In May 2014, Japan’s Ministry of Economy, Trade and Industry (METI) issued its “2014 Report on Compliance by Major Trading Partners with Trade Agreements – WTO, EPA/FTA, and IIA –“. The report, which has been issued annually since 1992, assesses Japan’s trading partners compliance with WTO agreements and its bilateral agreements (economic partnership agreements (EPA), free trade agreements (FTA) and investment agreements (IIA)).
Japan’s compliance report is its version of the U.S. National Trade Estimate Report on Foreign Trade Barriers (NTE), which is published annually as “a companion piece to the President’s Trade Policy Agenda” by the Office of the U.S. Trade Representative (USTR). The 2014 NTE identifies major trade barriers to U.S. exports in more than 60 countries. In contrast to the NTE, the Japan Report lists only 16 countries or territories.
New Measures: In its 2014 report, Japan identified 123 policies or measures that it considers to be actual or potential inconsistencies with international rules. But, most were carried over from its prior reports. In 2014, Japan added only eight new measures:
- China’s violation of WTO tariff concessions on photographic film in rolls
- Indonesia’s local content requirement in the retail sector
- Indonesia’s non-fulfillment of certain intellectual property-related obligations under the Japan-Indonesia FTA
- European Union’s Biocidal Products Regulation (BPR)
- Republic of Korea’s Act on Registration and Evaluation of Chemical Substances
- Russian Federation’s violation of WTO tariff concessions on refrigerator and other products
- India’s Food Security Act
- Ukraine’s recycling fee on motor vehicles
Priorities: From its list of potential or actual inconsistent measures, METI selects priority issues, which it separates into three categories. One category lists issues to be resolved through consultations or possible use of the WTO Dispute Settlement Mechanism. The other two categories cover issues that have been referred to the WTO Dispute Settlement Mechanism, where some are pending action and others are in the process of implementation of WTO recommendations.
METI’s latest priorities are set out in “METI Priorities Based on the 2014 Report”. They include:
- Indonesia’s export restrictions on mineral resources, which include a ban on the export of unprocessed ore, extension of a ban on the export of copper until 2017 and a requirement that producers allocate a certain minimum percentage of their total production and sales to the domestic market.
- Indonesia’s new Trade Act and Industries Act, which Japan contends may not be consistent with its WTO obligations. Among the provisions of concern in the new Trade Act are local content requirements and a ban or restrictions on imports and exports. Provisions of the new Industries Act that may be inconsistent with WTO agreements include a ban or restrictions on export of natural resources, local content requirements and requirements to transfer technology in certain technology procurements.
- Russian Federation’s violation of its WTO obligations by imposing tariff rates for around 200 items, including cheese, pulp and secondhand cars, which exceed its bound rates, the rates that it committed it would not exceed when it joined the WTO in 2012.

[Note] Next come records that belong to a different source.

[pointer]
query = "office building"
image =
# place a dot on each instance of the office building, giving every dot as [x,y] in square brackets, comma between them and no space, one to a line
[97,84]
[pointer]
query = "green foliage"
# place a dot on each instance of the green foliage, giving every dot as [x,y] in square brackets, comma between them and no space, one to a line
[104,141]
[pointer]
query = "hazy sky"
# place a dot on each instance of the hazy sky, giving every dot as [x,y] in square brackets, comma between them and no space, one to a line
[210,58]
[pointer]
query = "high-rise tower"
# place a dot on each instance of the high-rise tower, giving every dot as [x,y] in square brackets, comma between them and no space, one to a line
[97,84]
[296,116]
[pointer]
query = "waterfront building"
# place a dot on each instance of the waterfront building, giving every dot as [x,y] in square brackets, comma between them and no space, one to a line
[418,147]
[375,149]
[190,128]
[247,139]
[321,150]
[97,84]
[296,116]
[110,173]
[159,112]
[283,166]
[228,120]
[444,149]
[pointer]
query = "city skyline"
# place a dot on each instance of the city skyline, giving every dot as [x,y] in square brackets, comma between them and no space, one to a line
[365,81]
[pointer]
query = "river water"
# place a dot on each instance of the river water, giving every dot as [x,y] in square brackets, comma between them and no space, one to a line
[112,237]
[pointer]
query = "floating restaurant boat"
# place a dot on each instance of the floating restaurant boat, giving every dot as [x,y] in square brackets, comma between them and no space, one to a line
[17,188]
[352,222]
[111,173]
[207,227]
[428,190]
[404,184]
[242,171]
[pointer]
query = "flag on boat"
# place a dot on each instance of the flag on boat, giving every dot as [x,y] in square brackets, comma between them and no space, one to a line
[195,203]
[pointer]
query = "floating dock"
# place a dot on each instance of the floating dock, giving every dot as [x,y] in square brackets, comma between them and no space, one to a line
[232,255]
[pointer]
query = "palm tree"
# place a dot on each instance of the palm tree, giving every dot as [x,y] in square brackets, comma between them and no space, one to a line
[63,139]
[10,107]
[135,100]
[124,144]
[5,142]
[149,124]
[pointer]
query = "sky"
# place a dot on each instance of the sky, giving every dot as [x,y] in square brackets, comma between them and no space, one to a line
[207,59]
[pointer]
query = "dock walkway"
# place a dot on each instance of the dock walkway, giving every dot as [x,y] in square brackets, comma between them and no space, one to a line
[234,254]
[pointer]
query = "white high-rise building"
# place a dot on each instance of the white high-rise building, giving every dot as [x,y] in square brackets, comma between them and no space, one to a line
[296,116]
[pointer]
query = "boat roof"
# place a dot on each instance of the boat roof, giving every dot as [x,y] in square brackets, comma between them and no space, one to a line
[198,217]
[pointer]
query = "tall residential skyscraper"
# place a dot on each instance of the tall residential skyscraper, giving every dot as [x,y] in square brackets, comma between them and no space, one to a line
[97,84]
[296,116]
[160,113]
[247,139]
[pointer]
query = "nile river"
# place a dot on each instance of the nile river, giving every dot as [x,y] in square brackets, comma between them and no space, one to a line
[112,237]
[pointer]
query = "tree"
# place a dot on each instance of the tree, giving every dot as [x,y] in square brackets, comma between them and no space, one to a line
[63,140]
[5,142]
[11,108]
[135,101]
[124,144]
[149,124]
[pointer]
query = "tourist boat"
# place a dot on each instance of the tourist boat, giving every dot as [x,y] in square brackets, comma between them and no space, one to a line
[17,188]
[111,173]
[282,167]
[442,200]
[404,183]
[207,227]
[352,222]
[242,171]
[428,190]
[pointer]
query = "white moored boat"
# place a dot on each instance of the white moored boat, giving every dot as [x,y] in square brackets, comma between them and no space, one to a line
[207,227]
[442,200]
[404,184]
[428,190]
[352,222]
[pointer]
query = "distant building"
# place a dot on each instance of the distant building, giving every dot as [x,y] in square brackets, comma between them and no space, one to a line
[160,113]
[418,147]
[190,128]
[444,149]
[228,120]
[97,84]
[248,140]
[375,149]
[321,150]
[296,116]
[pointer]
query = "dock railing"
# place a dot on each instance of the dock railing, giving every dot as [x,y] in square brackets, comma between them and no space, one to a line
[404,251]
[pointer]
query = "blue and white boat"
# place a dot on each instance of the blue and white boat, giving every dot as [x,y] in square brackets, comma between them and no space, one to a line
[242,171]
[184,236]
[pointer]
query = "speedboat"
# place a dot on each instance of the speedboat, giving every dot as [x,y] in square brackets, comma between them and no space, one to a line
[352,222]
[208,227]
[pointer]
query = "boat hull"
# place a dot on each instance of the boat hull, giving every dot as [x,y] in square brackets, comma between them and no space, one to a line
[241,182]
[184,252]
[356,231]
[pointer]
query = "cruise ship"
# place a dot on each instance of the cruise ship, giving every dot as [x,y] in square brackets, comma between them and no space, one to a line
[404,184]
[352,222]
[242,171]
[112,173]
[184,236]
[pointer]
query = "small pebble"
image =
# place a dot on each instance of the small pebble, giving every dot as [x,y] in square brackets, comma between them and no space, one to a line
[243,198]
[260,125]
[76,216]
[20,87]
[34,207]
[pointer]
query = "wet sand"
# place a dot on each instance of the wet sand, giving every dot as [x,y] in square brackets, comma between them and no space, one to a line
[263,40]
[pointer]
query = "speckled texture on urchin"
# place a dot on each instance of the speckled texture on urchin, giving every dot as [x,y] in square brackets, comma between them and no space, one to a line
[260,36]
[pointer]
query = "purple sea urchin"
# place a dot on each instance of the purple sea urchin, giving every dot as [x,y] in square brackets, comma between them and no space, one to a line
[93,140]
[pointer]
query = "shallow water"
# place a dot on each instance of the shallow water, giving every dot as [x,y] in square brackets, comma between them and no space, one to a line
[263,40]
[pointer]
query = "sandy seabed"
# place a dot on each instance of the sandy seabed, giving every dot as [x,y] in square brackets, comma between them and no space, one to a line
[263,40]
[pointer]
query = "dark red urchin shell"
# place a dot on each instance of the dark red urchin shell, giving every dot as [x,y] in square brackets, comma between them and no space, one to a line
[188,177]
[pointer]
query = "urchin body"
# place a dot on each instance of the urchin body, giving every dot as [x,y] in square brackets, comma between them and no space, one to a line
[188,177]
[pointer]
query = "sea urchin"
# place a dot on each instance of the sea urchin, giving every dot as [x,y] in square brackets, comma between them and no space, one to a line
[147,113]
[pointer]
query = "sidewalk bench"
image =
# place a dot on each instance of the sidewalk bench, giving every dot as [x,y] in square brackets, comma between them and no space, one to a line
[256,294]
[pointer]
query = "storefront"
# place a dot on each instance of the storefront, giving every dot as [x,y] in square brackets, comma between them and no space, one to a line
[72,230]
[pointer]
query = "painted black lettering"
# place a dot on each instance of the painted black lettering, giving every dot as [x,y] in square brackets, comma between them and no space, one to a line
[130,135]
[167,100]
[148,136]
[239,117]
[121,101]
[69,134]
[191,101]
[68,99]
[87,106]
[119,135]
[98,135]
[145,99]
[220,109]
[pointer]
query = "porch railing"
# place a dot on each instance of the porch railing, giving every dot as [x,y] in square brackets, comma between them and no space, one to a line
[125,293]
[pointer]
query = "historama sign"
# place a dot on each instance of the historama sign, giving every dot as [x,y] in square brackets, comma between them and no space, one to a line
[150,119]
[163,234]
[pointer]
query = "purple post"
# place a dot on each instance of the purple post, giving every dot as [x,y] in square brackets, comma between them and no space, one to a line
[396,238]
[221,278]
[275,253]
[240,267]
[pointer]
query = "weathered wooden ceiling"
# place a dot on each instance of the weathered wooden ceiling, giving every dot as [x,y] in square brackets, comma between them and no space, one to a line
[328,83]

- Brazil’s discriminatory implementation of its industrial product tax, which treats imported products unfavorably with respect to tax exemption and local content requirements.
- China’s determination to impose anti-dumping duties on Japanese high-performance stainless steel seamless tubes.
- Argentina’s import restrictions on a wide range of items.
- Ukraine’s imposition of safeguard measures against automobiles. Japan has taken this issue to the WTO dispute settlement process and panel has been established.
Achievements: In addition to identifying its priorities, the Japan report also noted achievements. One was the agreement between the U.S. and Japan to settle their dispute over the U.S. use of a calculation method known as “zeroing” in its imposition of anti-dumping duties. Another achievement was a WTO dispute settlement panel report that found China’s export restrictions on rare earth metals violated its WTO obligations. Another achievement cited by the report was the WTO Appellate Body’s report relating to Canada’s local content requirements under Ontario’s Feed-in Tariff Program.
In addition to its priorities, METI has noted that it is adding two areas to its analysis. One involves the growing global problem of the distribution of counterfeit goods from China and the related lack of effective enforcement of intellectual property rights in many countries. In addition, METI will be examining the compliance of resource-rich WTO members with their WTO obligations to ensure that Japan’s import dependence on foreign resources and energy is not impacted.
While METI’s trade compliance report is more limited in scope than the U.S. NTE report, it provides a useful window into Japan’s priorities with respect to the policies and practices of its trading partners and Japan’s plans to address its concerns.